LayoutCollector.GetStartPageIndex gives wrong pagenumber when processed from Linux container deployed version if footnotes are present in document

Hi,

The below code gives the correct page number when it is tested in our local (i.e., Windows machine) but the same code gives wrong page number for some search text present in Word document when the same code is deployed to Linux container (microservices deployed in cert environment). I could notice that the wrong page number is when footnotes or endnotes are present in the document.

Code - string pagenumber = _collector.GetStartPageIndex(currentNode).ToString();

Could you please let me know if we have any workaround to fix this issue OR need to use different Aspose method/api to find page number of search text which works fine in all scenarios.

Regards,
Chetan

@KCSR The problem might occur because fonts used in your document are not available in the environment where you process the document.
As you may know, MS Word documents are flow documents and do not contain any information about document layout. The consumer applications, like MS Word or Open Office builds document layout on the fly. Aspose.Words uses it’s own layout engine to build document layout while rendering the document to fixed page formats (PDF, XPS, Image etc.). The same layout engine is used for providing document layout information via LayoutCollector and LayoutEnumerator classes.
To built proper document layout the fonts used in the original document are required. If Aspose.Words cannot find the fonts used in the document the fonts are substituted . This might lead into the layout difference (incorrect page number returned by LayoutCollector), since substitution fonts might have different font metrics. You can implement IWarningCallback to get a notification when font substitution is performed.

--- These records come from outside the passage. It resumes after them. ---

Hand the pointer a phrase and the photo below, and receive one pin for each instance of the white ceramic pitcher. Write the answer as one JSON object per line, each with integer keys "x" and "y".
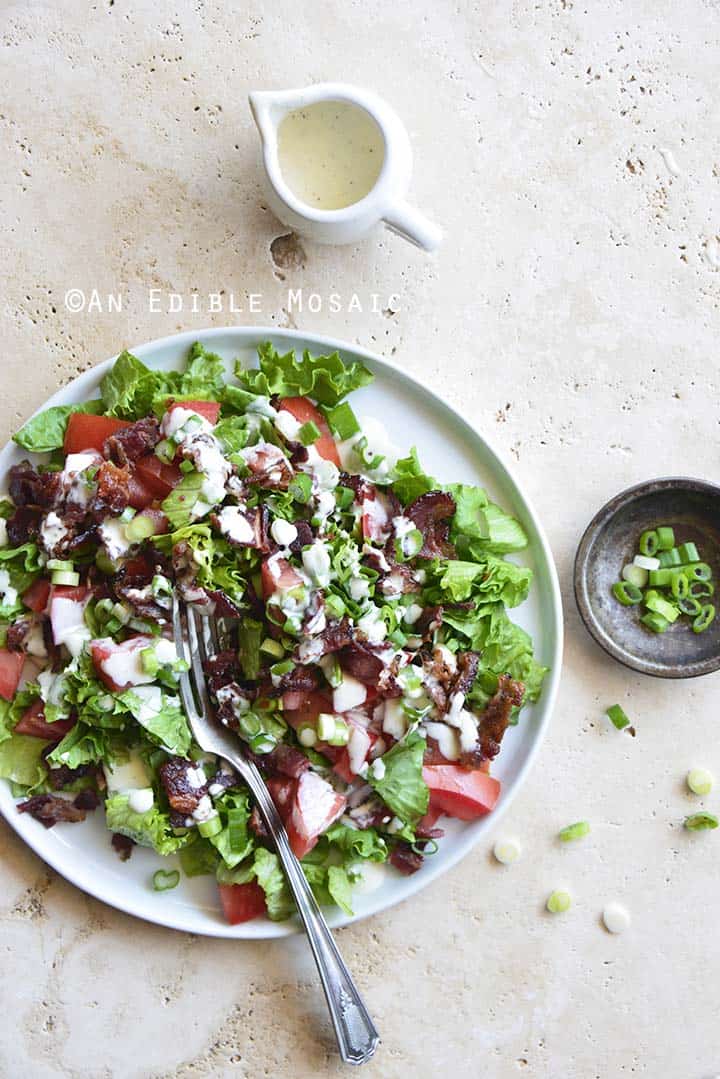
{"x": 384, "y": 202}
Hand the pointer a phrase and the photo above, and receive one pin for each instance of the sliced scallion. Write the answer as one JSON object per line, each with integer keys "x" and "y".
{"x": 649, "y": 543}
{"x": 626, "y": 592}
{"x": 575, "y": 831}
{"x": 617, "y": 716}
{"x": 702, "y": 620}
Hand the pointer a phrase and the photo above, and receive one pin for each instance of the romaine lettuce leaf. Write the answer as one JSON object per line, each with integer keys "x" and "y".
{"x": 324, "y": 378}
{"x": 128, "y": 387}
{"x": 160, "y": 714}
{"x": 45, "y": 432}
{"x": 409, "y": 480}
{"x": 402, "y": 788}
{"x": 151, "y": 829}
{"x": 21, "y": 760}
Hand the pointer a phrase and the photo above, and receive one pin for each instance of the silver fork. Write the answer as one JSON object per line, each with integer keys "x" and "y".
{"x": 195, "y": 639}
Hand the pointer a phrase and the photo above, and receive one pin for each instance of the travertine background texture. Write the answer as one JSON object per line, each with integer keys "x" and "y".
{"x": 570, "y": 150}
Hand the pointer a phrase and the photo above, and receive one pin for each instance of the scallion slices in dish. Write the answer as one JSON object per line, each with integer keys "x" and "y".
{"x": 369, "y": 663}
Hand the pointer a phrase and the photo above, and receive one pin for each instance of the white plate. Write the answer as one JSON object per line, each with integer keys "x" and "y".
{"x": 449, "y": 449}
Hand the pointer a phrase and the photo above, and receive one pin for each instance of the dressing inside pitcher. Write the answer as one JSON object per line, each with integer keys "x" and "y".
{"x": 338, "y": 162}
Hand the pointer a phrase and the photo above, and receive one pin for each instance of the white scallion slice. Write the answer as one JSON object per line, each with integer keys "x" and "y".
{"x": 646, "y": 562}
{"x": 635, "y": 575}
{"x": 615, "y": 918}
{"x": 507, "y": 851}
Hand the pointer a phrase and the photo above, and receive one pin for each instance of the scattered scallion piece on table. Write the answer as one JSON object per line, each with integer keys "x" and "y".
{"x": 700, "y": 781}
{"x": 617, "y": 716}
{"x": 575, "y": 831}
{"x": 558, "y": 902}
{"x": 701, "y": 821}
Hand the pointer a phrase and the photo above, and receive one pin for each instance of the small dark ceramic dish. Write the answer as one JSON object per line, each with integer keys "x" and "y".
{"x": 611, "y": 541}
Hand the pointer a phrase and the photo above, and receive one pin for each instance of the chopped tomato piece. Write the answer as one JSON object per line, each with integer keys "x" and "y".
{"x": 158, "y": 477}
{"x": 430, "y": 820}
{"x": 209, "y": 410}
{"x": 11, "y": 668}
{"x": 140, "y": 494}
{"x": 376, "y": 518}
{"x": 34, "y": 722}
{"x": 120, "y": 666}
{"x": 37, "y": 596}
{"x": 459, "y": 792}
{"x": 304, "y": 411}
{"x": 242, "y": 902}
{"x": 315, "y": 806}
{"x": 304, "y": 706}
{"x": 86, "y": 432}
{"x": 277, "y": 574}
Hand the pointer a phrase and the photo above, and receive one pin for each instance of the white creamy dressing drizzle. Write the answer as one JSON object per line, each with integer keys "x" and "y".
{"x": 330, "y": 153}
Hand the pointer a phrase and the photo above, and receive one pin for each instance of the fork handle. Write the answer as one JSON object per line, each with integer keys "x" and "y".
{"x": 355, "y": 1032}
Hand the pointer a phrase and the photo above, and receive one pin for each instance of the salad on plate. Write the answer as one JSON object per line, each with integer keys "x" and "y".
{"x": 368, "y": 661}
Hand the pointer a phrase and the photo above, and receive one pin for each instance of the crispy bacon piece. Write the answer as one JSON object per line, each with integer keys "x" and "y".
{"x": 17, "y": 633}
{"x": 298, "y": 679}
{"x": 269, "y": 466}
{"x": 431, "y": 515}
{"x": 467, "y": 664}
{"x": 405, "y": 859}
{"x": 286, "y": 761}
{"x": 112, "y": 493}
{"x": 182, "y": 796}
{"x": 361, "y": 661}
{"x": 122, "y": 845}
{"x": 87, "y": 800}
{"x": 222, "y": 669}
{"x": 24, "y": 524}
{"x": 494, "y": 719}
{"x": 51, "y": 809}
{"x": 132, "y": 442}
{"x": 28, "y": 487}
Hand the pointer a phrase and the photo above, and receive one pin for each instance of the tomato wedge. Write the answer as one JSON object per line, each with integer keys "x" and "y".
{"x": 158, "y": 477}
{"x": 86, "y": 432}
{"x": 11, "y": 668}
{"x": 140, "y": 494}
{"x": 459, "y": 792}
{"x": 242, "y": 902}
{"x": 32, "y": 722}
{"x": 208, "y": 410}
{"x": 277, "y": 574}
{"x": 304, "y": 411}
{"x": 316, "y": 805}
{"x": 37, "y": 596}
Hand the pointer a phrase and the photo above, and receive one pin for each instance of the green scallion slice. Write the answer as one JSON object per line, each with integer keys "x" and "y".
{"x": 665, "y": 537}
{"x": 575, "y": 831}
{"x": 300, "y": 487}
{"x": 657, "y": 603}
{"x": 655, "y": 622}
{"x": 704, "y": 618}
{"x": 627, "y": 593}
{"x": 164, "y": 879}
{"x": 617, "y": 716}
{"x": 701, "y": 821}
{"x": 688, "y": 552}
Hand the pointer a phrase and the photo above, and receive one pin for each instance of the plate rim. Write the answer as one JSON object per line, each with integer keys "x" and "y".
{"x": 598, "y": 522}
{"x": 471, "y": 834}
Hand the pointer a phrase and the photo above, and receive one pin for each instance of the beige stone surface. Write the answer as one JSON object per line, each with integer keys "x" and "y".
{"x": 571, "y": 152}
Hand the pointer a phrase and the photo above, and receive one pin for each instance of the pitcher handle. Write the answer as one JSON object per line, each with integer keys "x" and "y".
{"x": 411, "y": 224}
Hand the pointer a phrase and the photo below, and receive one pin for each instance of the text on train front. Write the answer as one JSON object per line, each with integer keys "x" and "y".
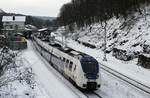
{"x": 90, "y": 67}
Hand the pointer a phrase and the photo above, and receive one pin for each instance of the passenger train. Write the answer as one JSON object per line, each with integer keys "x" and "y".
{"x": 80, "y": 68}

Thanks @alexey.noskov for reply.

Fonts used in the document are “Arial” and “Times New Roman” which are most common ones. I think these fonts will also be available in environment in which we process the document.

After looking at your comment I made some R&D on the test document and below are my findings -

  1. I Checked the font of the test document - It was of mixed fonts, most of the text in document are in “Arial” and in footnotes some part (i.e., footnote number) is in Times New Roman and remaining footnotes part are in Arial this might be because when the footnotes were added by someone they would have copied the text might from the same document and pasted in footnote section so it would have pasted along with the same format. - When I process this document, I can see wrong page numbers.

  2. I removed all the footnotes from the test document, then I processed the document and found that the page numbers were coming up correctly. This shows that there is some issue with how footnotes are added.

  3. Now manually I tried to add footnotes in all pages in test document (which had 4 pages), When I click on “References” tab in Word document and “Insert Footnote”, it inserted footnote number which is of font “Times New Roman” I think this is default behavior of Word and then I manually typed the footnote text so that entire footnote will be in same font which is “Times New Roman”. I saved this document, processed it and found that page numbers were showing up correctly.

I think from above observation it looks like the issue is with how the footnotes are added to document. Please let me know your opinion.

Regards,
Chetan

@KCSR Thank you for additional information. Though “Arial” and “Times New Roman” are most common fonts, they are not available in Linux by default. Have you tried implementing IWarningCallback to check whether fonts are substituted or not while document processing? I am sure, if the document is rendered differently in different environments, the problem is in fonts, not in the document structure.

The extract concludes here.